Editor’s Note: Can Joel Embiid play the outfield?

This seems to be a conversation that is hinted at in many places but is not actually occurring about the Phillies system. Personally, I will take the system with stars, because you can trade stars for depth (not sure why you would, but it’s an option), and you can’t always trade depth for stars. This of course all depends on what kind of depth you have. Is the system deep in “No. 4 starter” and “average regular” ceilings? Or is it that you have a ton of lottery tickets and you know there are winners, but you don’t know which ones yet? Or is it some combination of the two of them? One of these groups is much more likely to give you future stars than the other.

It seems that the Phillies have been penciled into category one, a system with depth and light on star power. This seems to be a false narrative given that the Phillies have a top-10 prospect (Crawford), two more top-50 prospects (Moniak and Alfaro), and some guys that, depending on preference, should be top-100 prospects (my personal thinking is that Williams, Sanchez, Kilome, and Quinn should all be in contention for lists). That is not the high-end depth of some other systems, but that is some star power.

The Phillies system does have depth, a diverse depth at that. You have a bunch of players who are going to be solid Major Leaguers. But you also have low minors lottery tickets, and someone is going to pop up and cash out on that. Right now, that has been delivering mostly from the Latin American program, but it could be from anywhere given the number of talented players in the system.

The answer is probably Cesar Hernandez. If Hernandez is bad this year, I think he probably still is the second baseman as the Phillies try to revive his value.

If Hernandez is good, then you have two paths for him: Keep him as part of the core or trade him. The consequence of option one is obvious. When it comes to a trade, I don't know if the deadline is where you get the best package for Cesar. His allure comes from being cheap with three more years of control after 2017. Those two things are less important at the deadline, and even if he is good he is not going to represent a huge upgrade over two months for most teams. That means it is probably best to wait until the offseason when teams have holes and budgets to worry about.

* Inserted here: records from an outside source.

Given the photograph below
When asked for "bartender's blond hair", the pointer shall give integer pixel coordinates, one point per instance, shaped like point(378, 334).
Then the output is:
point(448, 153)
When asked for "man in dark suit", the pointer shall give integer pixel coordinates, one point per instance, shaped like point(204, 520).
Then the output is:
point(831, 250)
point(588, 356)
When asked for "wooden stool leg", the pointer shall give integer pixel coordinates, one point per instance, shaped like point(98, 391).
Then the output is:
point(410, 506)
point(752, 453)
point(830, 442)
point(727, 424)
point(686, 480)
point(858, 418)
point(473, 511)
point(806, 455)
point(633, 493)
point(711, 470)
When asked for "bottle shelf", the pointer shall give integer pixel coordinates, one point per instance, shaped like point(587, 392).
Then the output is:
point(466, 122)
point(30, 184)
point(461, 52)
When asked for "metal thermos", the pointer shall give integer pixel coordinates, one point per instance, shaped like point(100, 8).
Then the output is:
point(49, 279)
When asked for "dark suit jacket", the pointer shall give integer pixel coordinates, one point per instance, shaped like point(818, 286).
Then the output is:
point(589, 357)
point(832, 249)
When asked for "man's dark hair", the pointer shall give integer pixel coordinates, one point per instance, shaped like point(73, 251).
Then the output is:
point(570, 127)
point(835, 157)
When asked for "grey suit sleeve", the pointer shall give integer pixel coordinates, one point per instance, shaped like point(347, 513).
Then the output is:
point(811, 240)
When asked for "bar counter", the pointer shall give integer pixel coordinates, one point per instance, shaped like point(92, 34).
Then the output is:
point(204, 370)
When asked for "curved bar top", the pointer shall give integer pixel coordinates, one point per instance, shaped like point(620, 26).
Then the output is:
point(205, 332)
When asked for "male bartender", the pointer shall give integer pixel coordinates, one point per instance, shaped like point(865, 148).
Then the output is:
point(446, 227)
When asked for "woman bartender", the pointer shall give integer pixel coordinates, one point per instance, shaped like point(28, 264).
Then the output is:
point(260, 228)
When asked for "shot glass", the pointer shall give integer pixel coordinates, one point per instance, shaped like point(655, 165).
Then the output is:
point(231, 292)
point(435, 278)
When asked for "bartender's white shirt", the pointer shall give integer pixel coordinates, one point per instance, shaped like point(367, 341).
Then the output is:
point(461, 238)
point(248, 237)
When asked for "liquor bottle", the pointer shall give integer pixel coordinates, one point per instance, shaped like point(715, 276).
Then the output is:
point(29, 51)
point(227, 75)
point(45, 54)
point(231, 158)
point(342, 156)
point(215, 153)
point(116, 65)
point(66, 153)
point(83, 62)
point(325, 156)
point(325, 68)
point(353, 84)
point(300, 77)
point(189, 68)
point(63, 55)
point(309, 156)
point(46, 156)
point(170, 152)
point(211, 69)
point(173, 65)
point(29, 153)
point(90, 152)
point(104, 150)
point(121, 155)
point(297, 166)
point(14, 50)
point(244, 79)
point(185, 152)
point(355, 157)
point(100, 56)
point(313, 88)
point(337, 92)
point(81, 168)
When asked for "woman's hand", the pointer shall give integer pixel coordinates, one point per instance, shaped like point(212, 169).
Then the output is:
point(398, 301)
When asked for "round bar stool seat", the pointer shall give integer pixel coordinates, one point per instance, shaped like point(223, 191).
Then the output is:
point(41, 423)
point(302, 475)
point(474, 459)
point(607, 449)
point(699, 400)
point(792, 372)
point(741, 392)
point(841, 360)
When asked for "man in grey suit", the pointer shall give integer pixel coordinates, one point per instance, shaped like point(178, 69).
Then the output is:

I hate comps, myself. They are useful when trying to build a mental picture of the player. The problem is that two people may have two different opinions of the player and the comp, which brings a lot of room for missed communication. With that being said, these are more rough statistical comps for likely peak than they are career arcs. (Big shoutout to Baseball-Reference Play Index)

Scott Kingery: Chone Figgins. A sub-10 HR, 30-45 SB guy, Kingery will walk less and play better defense. Hopefully he gets caught stealing less too.

J.P. Crawford: Slower Rafael Furcal. Per 162 averages from 2000-2010: 4.4 bWAR .285/.347/.414, 10 HR, 25 SB. Crawford probably walks more and runs less. Also, put that in a less offensive era and you have an above-average bat with great defense. This comp is also getting worse the more I tack onto it.

Jesmuel Valentin: Brock Holt. Holt is a cult figure in Boston beyond his on-field output. His 2014-2015 (.280/.340/.380) is probably just beyond Valentin, but his ability to play every position but catcher is certainly within Valentin’s grasp.

Rhys Hoskins: There are really no good R/R first baseman who aren’t stars and unfair comps for Hoskins. I think if he hits his peak he is a guy who could be something like .270/.350/.500, but that still requires a lot to go right.

Everyone loves ToJo, so why not.

He was a top-10 first baseman in the second half when he started to walk. It is the first time in his career he has shown some semblance of a plus approach at the plate. We also haven’t seen him play for a meaningful stretch of time since 2012. The power is real, but to be part of the Phillies long term future he needs to get on base and hit right-handed pitchers, and he did both for a three-month stretch in 2016.